At some point during the past year of madness and isolation, I developed a burning need to revisit Obsidian Entertainment’s Mojave Wasteland in the much beloved Fallout: New Vegas. Maybe it was something someone said, maybe it was because that game absolutely slaps, maybe it was just a burning need to carry a big iron on my hip, it’s truly a mystery. What is known, however, is that Obsidian’s deep rpgs tend to have a good deal of staying power, even years later. Time will tell whether The Outer Worlds will live up to the decade of longevity that’s post-apocalyptic sibling can boast, but, with the newest expansion, Murder on Eridanos, it can certainly last the year and a half after it’s release.
The Outer Worlds: Murder on Eridanos takes players to the luxurious Grand Colonial Hotel on the titular planet to investigate the murder of the serial starlet and alcohol spokesperson Halcyon Helen before the launch of a new boozey product. The whole thing is staged as a pulpy noir-style mystery with the player in stepping into the role of persistent gumshoe on the case. If adapting existing games into in depth murder mysteries a la Hitman 3 and now this, I am absolutely here for it. While I have a soft spot for the litany of janky Sherlock Holmes games and their ilk, they tend to to feel more like doing myriad puzzles than actually solving mysteries, and you can’t even frame people. You can absolutely frame suckers in Murder on Eridanos.
Most of the gameplay around Murder on Eridanos involves interrogating the colourful folks around Eridanos and searching for clues with your fancy new sciencey magnifying glass. That would be the Discrepancy Amplifier, a sassy new science weapon used to produce images and examine clues and definitely not accidentally blast a cop in the face at a crime scene immediately after getting the thing. No one would ever do such a silly thing. There are a few additional new weapons and combat with fun new enemies, but the recommended level for this content is 30, placing it squarely as endgame material so you likely have a kit locked down at this point, and combat isn’t really stellar nor the main draw here.
The writing is back to the high water mark left by the original game with genuinely funny moments and interesting characters abound. The main story is interesting enough, taking players on a tour of the various floating islands surrounding the hotel, and a wealth of side quests scattered along the way are certainly welcome excuses to further languish in the sharply written and comedic dialogue. Ignored co-starts, shady crime bosses, jealous exes are only a few of the possible perpetrators of Halcyon Helen’s tragic undoing, and it could be any one of them.
With a opulent luxury hotel at the heart of this expansion, it could be easy to assume that the environments would get egregiously samey, but the other floating islands making up the gas planet Eridanos offer a wide variety of places to explore, from vibrant fields to candy coloured distilleries and even a shady crime den, there is plenty of room for sightseeing around the planet. With the addition of a temporary base of operations, complete with a murder board to track the clues and characters, there’s really no reason to go back to the ship in this self-contained adventure.

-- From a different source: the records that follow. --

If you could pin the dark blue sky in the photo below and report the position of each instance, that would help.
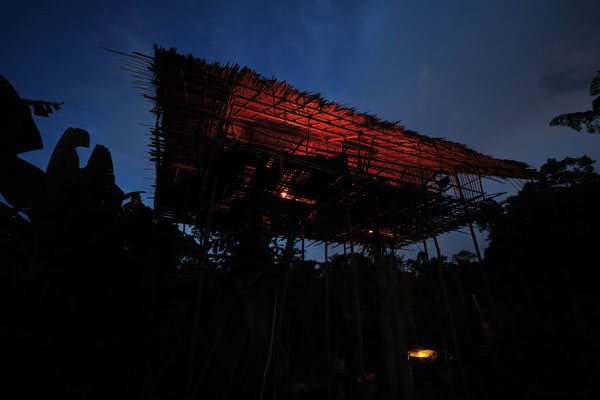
(489, 74)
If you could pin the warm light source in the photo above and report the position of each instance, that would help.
(422, 354)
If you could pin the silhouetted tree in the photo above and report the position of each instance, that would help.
(590, 119)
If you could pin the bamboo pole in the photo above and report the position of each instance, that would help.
(199, 287)
(486, 281)
(361, 361)
(459, 359)
(327, 324)
(264, 382)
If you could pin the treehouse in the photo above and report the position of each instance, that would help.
(228, 139)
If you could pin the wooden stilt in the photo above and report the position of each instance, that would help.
(302, 246)
(361, 361)
(327, 325)
(486, 281)
(459, 359)
(196, 307)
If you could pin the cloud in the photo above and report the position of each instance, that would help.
(566, 80)
(424, 77)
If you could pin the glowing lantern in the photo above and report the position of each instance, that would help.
(432, 354)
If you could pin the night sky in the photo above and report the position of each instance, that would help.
(489, 74)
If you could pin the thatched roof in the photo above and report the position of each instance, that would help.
(302, 156)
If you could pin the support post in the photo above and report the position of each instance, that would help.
(486, 281)
(327, 325)
(459, 359)
(199, 286)
(361, 361)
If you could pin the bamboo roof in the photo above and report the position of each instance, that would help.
(294, 156)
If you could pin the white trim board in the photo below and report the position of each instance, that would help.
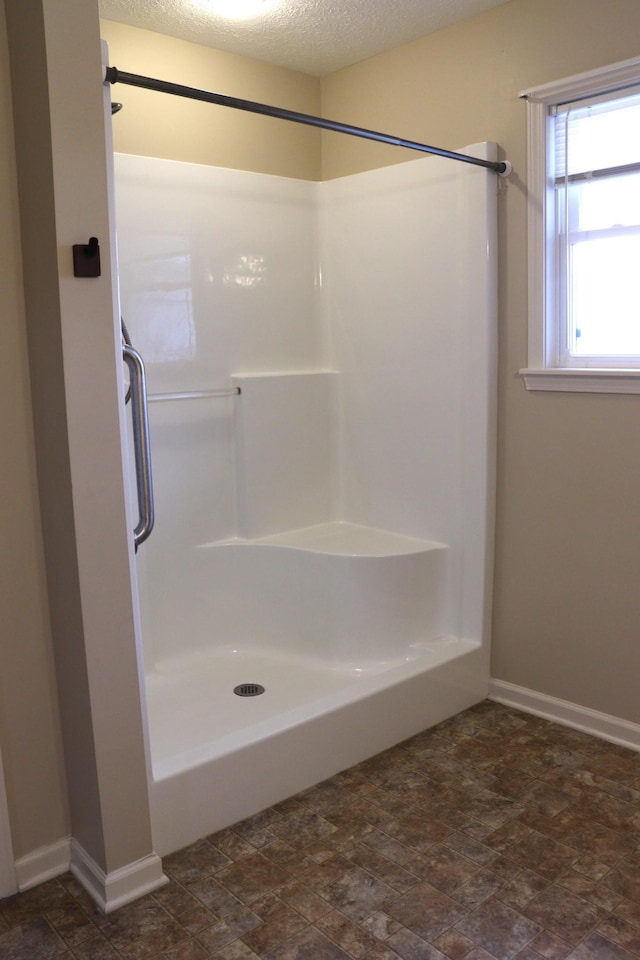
(115, 889)
(597, 724)
(42, 864)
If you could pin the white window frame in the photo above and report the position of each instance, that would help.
(543, 371)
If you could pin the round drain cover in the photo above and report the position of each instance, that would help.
(248, 689)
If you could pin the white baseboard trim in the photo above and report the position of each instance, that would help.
(597, 724)
(115, 889)
(43, 864)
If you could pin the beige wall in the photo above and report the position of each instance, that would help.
(567, 603)
(158, 125)
(74, 353)
(29, 724)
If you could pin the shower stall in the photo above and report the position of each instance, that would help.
(320, 375)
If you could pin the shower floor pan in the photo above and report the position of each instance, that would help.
(335, 690)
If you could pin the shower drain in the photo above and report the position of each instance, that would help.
(248, 689)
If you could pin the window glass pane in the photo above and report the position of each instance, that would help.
(598, 136)
(604, 309)
(610, 202)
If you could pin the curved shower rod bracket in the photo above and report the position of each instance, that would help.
(113, 75)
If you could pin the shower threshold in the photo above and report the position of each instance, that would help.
(217, 758)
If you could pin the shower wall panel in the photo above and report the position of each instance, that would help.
(218, 276)
(386, 278)
(408, 255)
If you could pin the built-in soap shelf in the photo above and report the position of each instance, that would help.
(342, 538)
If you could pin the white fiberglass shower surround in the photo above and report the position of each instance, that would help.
(320, 370)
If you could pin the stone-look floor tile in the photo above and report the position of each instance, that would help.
(224, 932)
(278, 924)
(383, 951)
(301, 828)
(308, 904)
(306, 945)
(409, 946)
(357, 893)
(465, 844)
(389, 848)
(252, 877)
(497, 928)
(235, 951)
(97, 948)
(189, 950)
(425, 911)
(591, 867)
(33, 940)
(480, 887)
(530, 831)
(624, 878)
(490, 808)
(550, 947)
(622, 932)
(562, 913)
(522, 888)
(593, 839)
(596, 947)
(255, 830)
(284, 855)
(140, 929)
(214, 897)
(531, 849)
(34, 903)
(445, 869)
(196, 862)
(628, 910)
(590, 890)
(71, 923)
(351, 937)
(229, 843)
(381, 925)
(417, 831)
(453, 944)
(478, 953)
(375, 863)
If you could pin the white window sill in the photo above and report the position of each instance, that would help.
(582, 380)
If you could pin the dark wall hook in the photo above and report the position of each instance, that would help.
(86, 258)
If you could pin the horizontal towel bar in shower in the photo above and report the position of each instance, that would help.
(195, 394)
(113, 75)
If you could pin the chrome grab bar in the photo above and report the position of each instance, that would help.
(141, 445)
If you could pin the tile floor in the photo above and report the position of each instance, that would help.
(495, 835)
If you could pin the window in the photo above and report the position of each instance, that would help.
(584, 232)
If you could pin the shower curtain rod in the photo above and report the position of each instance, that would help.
(113, 75)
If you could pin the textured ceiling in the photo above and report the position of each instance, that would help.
(314, 36)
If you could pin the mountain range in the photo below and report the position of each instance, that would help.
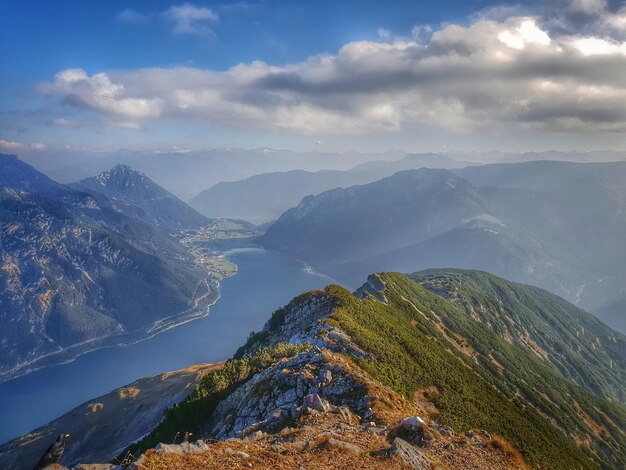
(558, 225)
(89, 265)
(342, 379)
(262, 198)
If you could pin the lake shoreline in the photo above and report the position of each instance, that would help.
(265, 281)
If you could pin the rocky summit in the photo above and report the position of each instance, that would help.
(392, 376)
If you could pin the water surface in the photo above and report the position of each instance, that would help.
(265, 281)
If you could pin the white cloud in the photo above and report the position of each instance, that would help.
(526, 33)
(492, 73)
(589, 7)
(597, 46)
(10, 146)
(99, 93)
(190, 19)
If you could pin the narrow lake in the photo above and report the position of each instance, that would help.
(265, 281)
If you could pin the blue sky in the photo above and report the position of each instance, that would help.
(279, 73)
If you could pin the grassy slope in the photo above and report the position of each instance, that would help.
(575, 342)
(411, 344)
(411, 352)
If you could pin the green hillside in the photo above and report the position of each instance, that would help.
(576, 343)
(414, 341)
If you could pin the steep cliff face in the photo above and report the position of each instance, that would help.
(103, 427)
(77, 272)
(393, 376)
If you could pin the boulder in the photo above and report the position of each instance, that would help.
(410, 455)
(315, 402)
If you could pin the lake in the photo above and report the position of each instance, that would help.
(264, 282)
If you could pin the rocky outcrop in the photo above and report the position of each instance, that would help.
(276, 397)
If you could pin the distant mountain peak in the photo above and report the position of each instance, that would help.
(140, 197)
(122, 176)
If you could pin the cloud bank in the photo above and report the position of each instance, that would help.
(514, 71)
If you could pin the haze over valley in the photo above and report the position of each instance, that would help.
(282, 234)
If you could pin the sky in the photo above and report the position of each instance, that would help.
(313, 75)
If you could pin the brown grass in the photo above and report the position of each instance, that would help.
(512, 454)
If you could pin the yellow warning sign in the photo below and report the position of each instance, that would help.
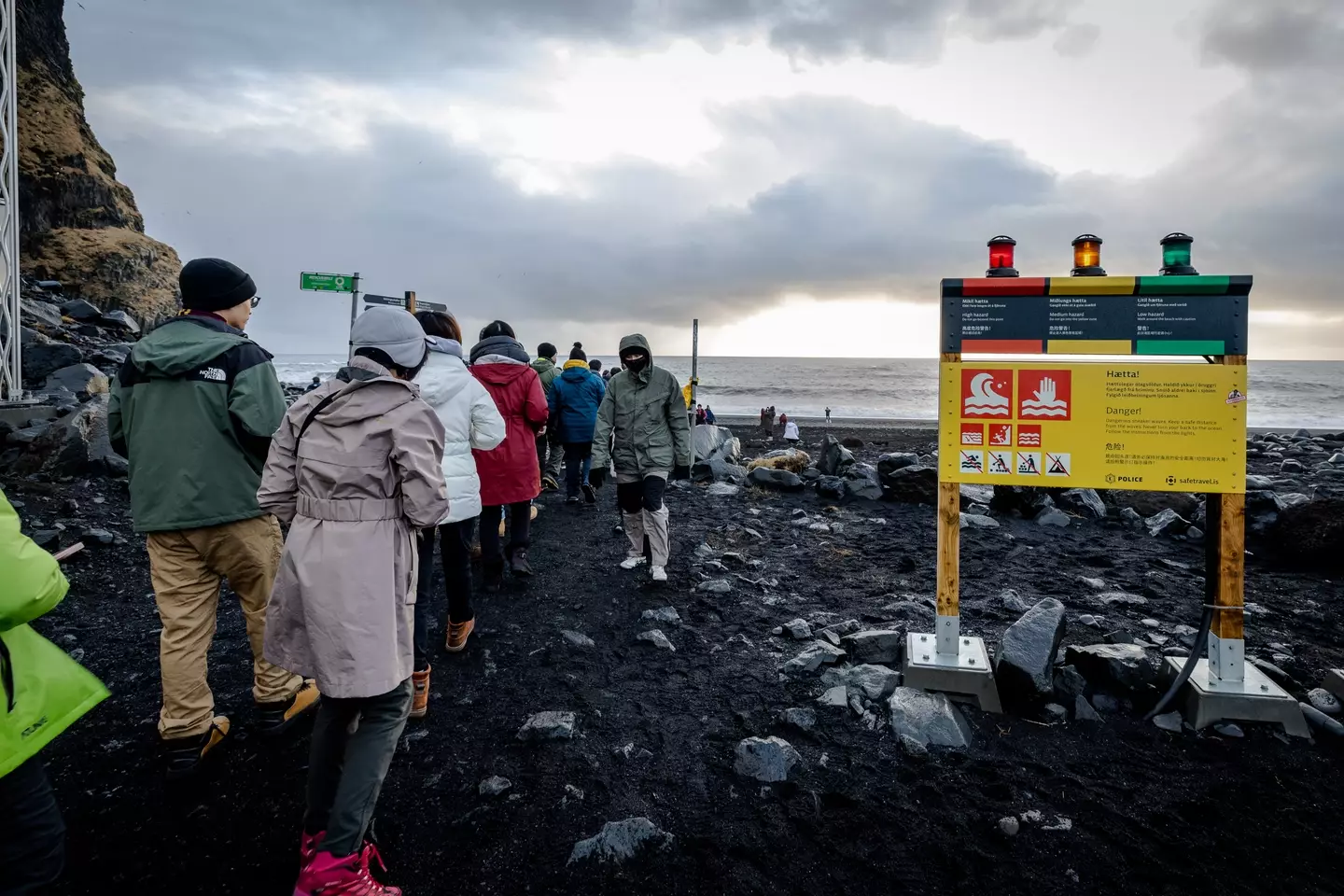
(1155, 427)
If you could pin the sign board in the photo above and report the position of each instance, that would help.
(1152, 427)
(1096, 315)
(327, 282)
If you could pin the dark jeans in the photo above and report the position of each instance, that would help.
(455, 543)
(521, 528)
(33, 837)
(577, 461)
(345, 768)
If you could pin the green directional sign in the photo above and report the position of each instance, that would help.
(327, 282)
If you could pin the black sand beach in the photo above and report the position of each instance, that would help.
(1124, 806)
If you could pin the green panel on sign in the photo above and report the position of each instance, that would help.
(1183, 285)
(1179, 347)
(327, 282)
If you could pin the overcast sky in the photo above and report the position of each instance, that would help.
(796, 174)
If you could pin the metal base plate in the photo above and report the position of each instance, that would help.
(967, 672)
(1253, 699)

It’s good that there are so many sights to see because players will find themselves trekking back and forth around the map fairly often, which can feel tedious at times. Ultimately, though, it’s a small complaint in what is an interesting and engaging experiment in first person crime busting. I don’t think this will supplant New Vegas as my go-to open world Obsidian branded rpg in the long run, but if this is any sign of what sort of shenanigans has planned for future games, I am excited to see what happens. As of now, this is the final bit of DLC for The Outer Worlds, and I think it leaves the game in a pretty positive place overall for a game that struck a cord with a lot of people. Either way, it’s certainly better than Peril on Gorgon by a wide margin.